### Check device

In [None]:
!nvidia-smi

### Install packages

In [None]:
!pip install -q -U diffusers transformers accelerate

### Clear memory cache method

In [3]:
import gc
import torch

def clear_cache():
  gc.collect()
  torch.cuda.empty_cache()
  torch.cuda.reset_peak_memory_stats()

### Prompts & Artist

In [4]:
artist = "Paul Cezanne"
negative_prompt = "worst quality, normal quality, low quality, low res, blurry, distortion, text, watermark, logo, banner, extra digits, cropped, jpeg artifacts, signature, username, error, sketch, duplicate, ugly, monochrome, horror, geometry, mutation, disgusting, bad anatomy, bad proportions, bad quality, deformed, disconnected limbs, out of frame, out of focus, dehydrated, disfigured, extra arms, extra limbs, extra hands, fused fingers, gross proportions, long neck, jpeg, malformed limbs, mutated, mutated hands, mutated limbs, missing arms, missing fingers, picture frame, poorly drawn hands, poorly drawn face, collage, pixel, pixelated, grainy, color aberration, amputee, autograph, bad illustration, beyond the borders, blank background, body out of frame, boring background, branding, cut off, dismembered, disproportioned, distorted, draft, duplicated features, extra fingers, extra legs, fault, flaw, grains, hazy, identifying mark, improper scale, incorrect physiology, incorrect ratio, indistinct, kitsch, low resolution, macabre, malformed, mark, misshapen, missing hands, missing legs, mistake, morbid, mutilated, off-screen, outside the picture, poorly drawn feet, printed words, render, repellent, replicate, reproduce, revolting dimensions, script, shortened, sign, split image, squint, storyboard, tiling, trimmed, unfocused, unattractive, unnatural pose, unreal engine, unsightly, written language, nsfw"

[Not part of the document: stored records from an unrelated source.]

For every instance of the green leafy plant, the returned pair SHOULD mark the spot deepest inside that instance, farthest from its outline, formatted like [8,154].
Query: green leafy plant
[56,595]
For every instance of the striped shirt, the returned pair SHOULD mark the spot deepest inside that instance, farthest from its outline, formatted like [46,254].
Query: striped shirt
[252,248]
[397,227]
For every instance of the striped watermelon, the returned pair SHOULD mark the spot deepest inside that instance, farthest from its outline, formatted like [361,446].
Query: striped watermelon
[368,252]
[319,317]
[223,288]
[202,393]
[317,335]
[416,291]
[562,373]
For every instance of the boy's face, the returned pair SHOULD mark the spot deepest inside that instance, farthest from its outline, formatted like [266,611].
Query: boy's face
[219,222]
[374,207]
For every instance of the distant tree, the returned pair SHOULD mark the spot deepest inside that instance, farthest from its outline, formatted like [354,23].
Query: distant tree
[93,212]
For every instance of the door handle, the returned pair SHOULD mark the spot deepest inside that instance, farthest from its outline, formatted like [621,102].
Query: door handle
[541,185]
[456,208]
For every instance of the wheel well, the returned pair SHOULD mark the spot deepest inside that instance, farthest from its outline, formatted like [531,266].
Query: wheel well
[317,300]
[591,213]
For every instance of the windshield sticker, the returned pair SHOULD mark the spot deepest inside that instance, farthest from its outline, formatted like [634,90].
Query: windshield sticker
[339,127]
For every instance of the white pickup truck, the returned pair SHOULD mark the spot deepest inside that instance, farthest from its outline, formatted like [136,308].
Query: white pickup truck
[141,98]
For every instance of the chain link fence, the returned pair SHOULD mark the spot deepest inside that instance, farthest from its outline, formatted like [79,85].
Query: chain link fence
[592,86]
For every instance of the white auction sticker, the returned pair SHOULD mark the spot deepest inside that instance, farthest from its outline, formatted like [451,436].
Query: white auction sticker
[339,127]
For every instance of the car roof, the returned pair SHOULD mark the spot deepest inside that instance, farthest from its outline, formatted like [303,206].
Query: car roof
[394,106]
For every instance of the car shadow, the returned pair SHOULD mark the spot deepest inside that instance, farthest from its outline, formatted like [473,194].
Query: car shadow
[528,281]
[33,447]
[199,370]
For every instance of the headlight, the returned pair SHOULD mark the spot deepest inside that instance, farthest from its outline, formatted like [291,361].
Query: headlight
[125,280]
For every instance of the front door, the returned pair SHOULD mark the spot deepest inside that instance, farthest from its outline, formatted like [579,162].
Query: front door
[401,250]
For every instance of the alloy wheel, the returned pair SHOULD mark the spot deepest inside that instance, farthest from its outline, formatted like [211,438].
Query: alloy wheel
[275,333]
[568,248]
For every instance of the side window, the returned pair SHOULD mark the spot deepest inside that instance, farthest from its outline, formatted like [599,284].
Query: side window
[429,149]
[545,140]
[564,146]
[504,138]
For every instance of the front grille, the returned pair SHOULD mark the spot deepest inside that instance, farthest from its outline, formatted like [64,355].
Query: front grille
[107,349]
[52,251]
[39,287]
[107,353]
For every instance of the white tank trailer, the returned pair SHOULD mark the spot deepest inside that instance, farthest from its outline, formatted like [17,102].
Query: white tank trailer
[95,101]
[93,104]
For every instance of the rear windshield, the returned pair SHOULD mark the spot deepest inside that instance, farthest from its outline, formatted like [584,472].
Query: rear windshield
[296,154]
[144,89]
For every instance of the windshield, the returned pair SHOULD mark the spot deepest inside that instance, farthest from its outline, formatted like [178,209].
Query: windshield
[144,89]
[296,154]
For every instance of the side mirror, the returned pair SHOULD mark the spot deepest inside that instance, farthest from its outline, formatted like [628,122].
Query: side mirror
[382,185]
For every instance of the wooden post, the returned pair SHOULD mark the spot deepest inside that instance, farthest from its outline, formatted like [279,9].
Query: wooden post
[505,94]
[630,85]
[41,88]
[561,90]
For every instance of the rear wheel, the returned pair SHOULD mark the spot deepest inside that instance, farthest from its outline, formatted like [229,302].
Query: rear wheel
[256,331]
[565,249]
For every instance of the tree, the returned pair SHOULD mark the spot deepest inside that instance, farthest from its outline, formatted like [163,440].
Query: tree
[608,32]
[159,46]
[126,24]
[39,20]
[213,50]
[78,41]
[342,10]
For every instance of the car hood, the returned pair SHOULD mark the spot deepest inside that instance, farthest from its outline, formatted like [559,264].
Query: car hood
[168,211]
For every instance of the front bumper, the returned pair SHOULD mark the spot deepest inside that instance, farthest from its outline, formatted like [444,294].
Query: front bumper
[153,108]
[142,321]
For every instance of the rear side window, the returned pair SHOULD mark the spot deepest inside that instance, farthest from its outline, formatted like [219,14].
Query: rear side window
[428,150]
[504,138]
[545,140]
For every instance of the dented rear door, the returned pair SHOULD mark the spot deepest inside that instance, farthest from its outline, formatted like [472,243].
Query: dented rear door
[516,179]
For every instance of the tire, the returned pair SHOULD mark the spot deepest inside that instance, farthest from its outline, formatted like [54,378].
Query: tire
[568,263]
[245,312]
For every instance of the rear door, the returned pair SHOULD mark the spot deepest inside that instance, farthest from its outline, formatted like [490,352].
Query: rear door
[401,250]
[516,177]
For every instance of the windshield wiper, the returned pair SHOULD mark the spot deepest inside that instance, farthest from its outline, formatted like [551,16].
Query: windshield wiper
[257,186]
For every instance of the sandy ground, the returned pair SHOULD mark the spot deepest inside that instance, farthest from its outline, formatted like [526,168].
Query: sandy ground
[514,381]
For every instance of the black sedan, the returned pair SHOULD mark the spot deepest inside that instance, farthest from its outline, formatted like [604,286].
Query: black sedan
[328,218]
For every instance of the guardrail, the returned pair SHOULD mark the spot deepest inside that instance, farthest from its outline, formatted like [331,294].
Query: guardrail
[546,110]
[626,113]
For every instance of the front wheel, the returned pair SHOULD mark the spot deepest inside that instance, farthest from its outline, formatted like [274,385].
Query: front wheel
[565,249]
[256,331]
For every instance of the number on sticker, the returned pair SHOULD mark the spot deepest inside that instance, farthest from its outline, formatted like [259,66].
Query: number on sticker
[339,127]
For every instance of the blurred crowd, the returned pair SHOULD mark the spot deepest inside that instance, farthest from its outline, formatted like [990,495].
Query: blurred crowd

prompt = f"fish flying in the sky in {artist} style, centered composition, photorealistic, masterpiece, 4k"

### Import pipeline

In [None]:
from time import time
from diffusers import AutoPipelineForText2Image, KandinskyPipeline, MarigoldDepthPipeline, MarigoldNormalsPipeline, StableVideoDiffusionPipeline
from diffusers.utils import load_image, export_to_video

### Stable Diffusion inference

In [None]:
pipeline = AutoPipelineForText2Image.from_pretrained(
	"stable-diffusion-v1-5/stable-diffusion-v1-5",
 torch_dtype=torch.float16,
 variant="fp16"
).to("cuda")

start = time()
image_stable_diffusion = pipeline(
  prompt,
  negative_prompt,
  num_inference_steps=50,
  guidance_scale=8.5,
  seed=2025,
).images[0]
print(f"Time of inference is {time() - start}s")
image_stable_diffusion

### Marigold depths prediction

In [None]:
clear_cache()

pipeline_marigold = MarigoldDepthPipeline.from_pretrained(
    "prs-eth/marigold-depth-lcm-v1-0", variant="fp16", torch_dtype=torch.float16
).to("cuda")

depth = pipeline_marigold(image_stable_diffusion)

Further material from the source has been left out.